Letterio Subba

Letterio Subba (1787 - 11 January 1868) was an Italian Romantic painter. He was born and died in Messina.

L'Addolorata

Life

He received a rigidly academic education, initially in Naples, then in Rome and Florence. During his stay in Rome he produced two small paintings, Interior of Canova's Studio during his Sculpting of "Theseus" (painted from life in 1819 and now in the museo regionale di Messina) and Interior of Thorvaldsen's Studio during his Modelling of "The Three Graces" (now lost). He also excelled in engraving and watercolour.

He returned to his birthplace in 1823 and its city council authorised him to open a drawing and painting school near the Regia Accademia Carolina. The Bourbon government later made him director of the university's Scuola di belle Arti, attended by a whole generation of artists from the city.

In 1834 he and his brother Francesco produced a bronze sculpture of Francis I of the Two Sicilies, melted down for cannonballs in 1848. Around the same time he produced watercolours linked to the Greek War of Independence. In 1844 he designed the Teatro Mandanici in Barcellona Pozzo di Gotto and led the construction work on it. In 1848 he took part in the Revolt of Messina, but it failed, forcing him to flee to Malta, leaving the Scuola di belle Arti in the hands of Michele Panebianco. He was pardoned and in 1854 returned to Messina, working right up to his death.

Works

Much of his oeuvre was destroyed in the 1908 Messina earthquake. Four of his surviving secular works are now in the Museo regionale di Messina - The Goddess Calypso Welcoming Telemachus (1830) and the undated Cupid and Psyche, The Nymphs Laipizia and Fetusa receiving the First Hare Killed by Orion, Founder of Messina and Foundation of the Compagnia dei verdi.
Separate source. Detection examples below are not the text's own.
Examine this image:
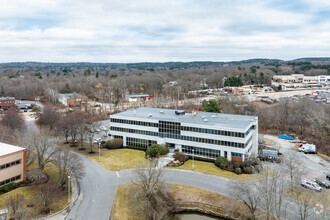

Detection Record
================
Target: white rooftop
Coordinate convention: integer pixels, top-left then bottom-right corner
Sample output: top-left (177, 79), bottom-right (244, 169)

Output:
top-left (112, 107), bottom-right (258, 129)
top-left (0, 142), bottom-right (25, 156)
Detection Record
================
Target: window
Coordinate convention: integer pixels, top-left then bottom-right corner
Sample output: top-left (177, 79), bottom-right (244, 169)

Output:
top-left (0, 160), bottom-right (21, 170)
top-left (231, 152), bottom-right (242, 157)
top-left (0, 175), bottom-right (21, 186)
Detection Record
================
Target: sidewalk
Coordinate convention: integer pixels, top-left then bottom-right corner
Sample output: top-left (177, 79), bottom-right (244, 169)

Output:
top-left (39, 176), bottom-right (79, 220)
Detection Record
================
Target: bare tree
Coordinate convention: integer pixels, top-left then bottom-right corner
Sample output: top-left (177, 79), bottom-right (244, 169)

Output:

Another, Blind Daphnis Among the Shepherds, is in the Agostino Gallo collection in the Galleria regionale della Sicilia in Palermo.
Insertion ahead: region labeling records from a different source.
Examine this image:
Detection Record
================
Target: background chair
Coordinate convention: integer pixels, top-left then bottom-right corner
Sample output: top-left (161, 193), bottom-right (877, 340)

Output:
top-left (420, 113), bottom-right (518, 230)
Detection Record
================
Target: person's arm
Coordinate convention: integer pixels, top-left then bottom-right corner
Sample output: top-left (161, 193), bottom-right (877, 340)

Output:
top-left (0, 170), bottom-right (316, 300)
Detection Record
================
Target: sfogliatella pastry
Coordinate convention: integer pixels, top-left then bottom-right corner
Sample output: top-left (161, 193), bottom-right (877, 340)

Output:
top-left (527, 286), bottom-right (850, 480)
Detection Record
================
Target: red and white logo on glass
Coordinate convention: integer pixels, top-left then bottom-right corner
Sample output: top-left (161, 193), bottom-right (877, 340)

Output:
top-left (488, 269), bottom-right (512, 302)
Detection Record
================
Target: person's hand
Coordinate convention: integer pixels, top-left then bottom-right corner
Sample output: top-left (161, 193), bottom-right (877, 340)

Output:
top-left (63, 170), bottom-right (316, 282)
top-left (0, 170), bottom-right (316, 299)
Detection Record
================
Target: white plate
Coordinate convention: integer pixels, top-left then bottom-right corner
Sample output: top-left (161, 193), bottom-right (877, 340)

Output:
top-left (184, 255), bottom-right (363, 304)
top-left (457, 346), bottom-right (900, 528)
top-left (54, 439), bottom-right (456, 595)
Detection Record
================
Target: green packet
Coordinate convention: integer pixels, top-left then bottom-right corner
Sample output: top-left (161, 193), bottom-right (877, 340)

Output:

He was particularly active in religious art:

  • 1828, Madonna and Child, Duomo di Sant'Agata, Alì.
  • 1828, Saints and the Good Shepherds, Duomo di Sant'Agata, Alì.
  • 1837, The Virgin Mary Saves Messina from Cholera, fresco lost in the 1908 earthquake; sketch survives in the collections of Messina Cathedral.[1]
  • 1837, L'Addolorata, Museo regionale di Messina.
  • 1840, Mary Magdalene at Christ's Feet, Museo regionale di Messina.
  • 1848c., Fresco cycle (St Paul Preaching, St Paul with Ananias and St Paul Caught Up to the Third Heaven); produced on Malta; now in the central nave of the collegiata di San Paolo Naufrago in La Valletta.[2]
  • Nativity of the Virgin, Museo regionale di Messina.
  • Embassy to the Virgin from the Citizens of Messina, Museo regionale di Messina.

His sculptures included:

  • Francis I of the Two Sicilies, bronze statue, destroyed in 1848
  • Saturn and the Mamertine Genius, destroyed in the 1908 earthquake.
  • 1860, Scylla, copy of Scylla by Giovanni Angelo Montorsoli from Messina's Fontana del Nettuno.
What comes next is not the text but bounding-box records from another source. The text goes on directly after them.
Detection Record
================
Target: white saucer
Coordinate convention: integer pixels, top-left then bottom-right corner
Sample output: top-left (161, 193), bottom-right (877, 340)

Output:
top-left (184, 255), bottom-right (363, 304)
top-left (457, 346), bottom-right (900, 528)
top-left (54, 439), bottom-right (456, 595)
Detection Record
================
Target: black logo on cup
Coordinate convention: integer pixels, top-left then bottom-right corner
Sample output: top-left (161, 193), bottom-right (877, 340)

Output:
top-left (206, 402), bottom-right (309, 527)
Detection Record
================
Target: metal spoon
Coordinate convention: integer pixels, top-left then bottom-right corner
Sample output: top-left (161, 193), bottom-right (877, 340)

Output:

He also headed the restoration of Alonzo Rodriguez's major fresco of the Last Supper from the refectory of the convento di Santa Maria di Gesù Inferiore and housed in the sala della Giunta of Messina's town hall.

References

  1. (in Italian) Page 47, Giuseppe Fiumara, "Guida per la città di Messina" , Messina, 1841.
  2. (in Italian) Page 161, Achille Ferres, "Descrizione storica delle chiese di Malta e Gozo" , Malta, 1866.